When 31-year-old Freddie Brookins Jr. looked up at the big screen at the Universal City Hilton Hotel in Los Angeles earlier this month, he thought, "I can't believe I went through all this."
Brookins was attending the Television Press Critics Association Conference and the promotional screening of the PBS documentary, "Tulia, Texas" produced by Cassandra Herrman and Kelly Whalen.
Brookins was one of 46 Tulia residents who was arrested -- then later pardoned -- on drug charges in what became one of the most controversial drug cases in history.
In all, 39 African-Americans -- about 10 percent of Tulia's black population at the time of the bust in 1999 -- fell victim to crooked undercover cop Tom Coleman.
"The whole thing still troubles me," said Brookins, who spent close to 3 1/2 years of a 20-year sentence in jail before being released in March 2003.
"I hope this (documentary) opens everyone eyes to what really happened," Brookins said.
Brookins' wife Terri said she hopes the one thing the documentary accomplishes is convincing people that "this kind of thing can happen to anybody, anywhere.
"You see this kind of thing happen on TV but don't ever believe it can happen here or happen to me, but it can," she added.
Terri said watching the movie brought back the sadness of the situation, in particular being separated from her husband.
Herrman and Whalen were graduate students in the documentary film program at the University of California-Berkley when they became interested in Tulia. They first became aware of the situation after reading pieces written by New York Times columnist Bob Herbert.
Herrman said the duo saw the situation as a polarizing event, and she and Whalen were determined to approach the project from a different perspective than other media was providing.
"A lot of the media coverage ended when the prisoners were released. We continued on through the Coleman (perjury) trail and documenting the impact the bust had on those arrested, as well as on the community," Whalen said.
The producers said the project provides more perspectives than others.
"We decided not to use a narrator and let those involved in both sides of the issue tell things from their perspective," said Whalen.
"We let the viewers come to their own conclusions, and whether they agree with us or not I think they appreciate the number of perspectives we provide in telling the story," Whalen said.
She noted the bust and the social effect on the city may not be as dramatic as some would hope.
"All we have to go on is what people tell us," she said. "Many in (Tulia) say attitudes and relationships in the community haven't changed very much."
Both producers agree it is an almost unanimous sentiment that the people of Tulia want to put the entire episode behind them.
Herrman noted the Tulia incident has a far-reaching impact.
"It has become the poster child for what is wrong about the way (the United States) is going about the war on drugs," she offered.
The duo spent more than five years -- from spring 2002 to fall 2007 -- -- making at least 12 trips to Tulia, shooting footage and conducting interviews.
The project was finished in January 2008.
The film premiered at the recent South by Southwest Film Festival in Austin where it won several favorable reviews, including a positive mention in the renowned industry tabloid "Variety."
The documentary also has been screened across the country, including at West Texas A&M University in Canyon and at the Texas Tech School of Law.
Whalen noted the screening at WTAMU was emotional.
"These are students who for the most part grew up in the area, and what they know of the situation is what their parents told them and they accepted that," Whalen said.
"Now they are getting an opportunity to ask questions themselves and form their own opinions.
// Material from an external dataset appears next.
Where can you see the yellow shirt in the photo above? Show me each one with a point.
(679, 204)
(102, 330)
There was a lot more passion and intensity in the Q&A session after the screening there than any of the others," she added.
Another movie about the events following the arrests -- a dramatic theatrical release starring Halle Berry and Billy Bob Thornton and directed by John Singleton -- is in the works.
Production on "Tulia" began in the fall in New Orleans but was promptly halted after Berry found out she was pregnant with her first child.
Whalen thinks a lot of the nuance of the incident and a blurring of veracity of the events surrounding the bust is possible in a theatrical release. She understands how local residents might be apprehensive about the way they will be portrayed in a dramatic presentation.
The documentary is scheduled to air in Plainview on PBS station KTXT Channel 5, (SuddenLink cable channel 5) at 9 p.m. Tuesday, Feb. 10 and again at 10 p.m. Saturday, Feb. 14. Tulia residents can watch the documentary at 2 a.m. Thursday Feb. 12 on KACV Channel 2, (SuddenLink cable channel 3).
Whalen said it's hard to predict what local residents will think of the film but believes there will be a certain segment of the population that enjoys the presentation.
It's Herrman's hope that, "Regardless of an individual's view of the situation, they can appreciate the various perspective and voices the film presents."